Cuando estaba a punto de oscurecer los dejaron subir a cubierta, para tomar aire y despedirse del país, porque el buque zarparía dentro un rato. La multitud había disminuido algo e iban dejando de escucharse los himnos que los altavoces difundían desde oficinas cercanas. Los congregados ahora cantaban ¡Tú reinarás! y desde el Covadonga otras voces los secundaban.

Entonces se detuvo un jeep junto al edificio de la terminal y de él descendió el obispo Boza Masvidal, escoltado por policías. No traía cruz pectoral, ni solideo, sino una sencilla sotana blanca y había perdido los lentes. Los guardias se separaron de él en la puerta, donde lo aguardaba el Encargado de Negocios de España, quien de modo caballeresco y algo teatral, hizo una genuflexión y le besó el anillo. El prelado se volvió a la muchedumbre, pero dirigió su bendición hacia el sitio donde se agolpaban los guardias.

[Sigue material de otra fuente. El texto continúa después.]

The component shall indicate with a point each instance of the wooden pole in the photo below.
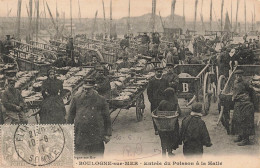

Poco después de que llegara a cubierta, sonaron dos largos toques de silbato. El Covadonga iba a zarpar. Guiado por la embarcación del práctico, se alejaba de la orilla, rumbo a la boca del puerto. La oscuridad ayudaba a alejar La Habana de la vista. Martínez, como otros muchos, dejó de cantar para enjugarse las lágrimas. Habían salvado la vida, pero todo lo demás parecía perdido.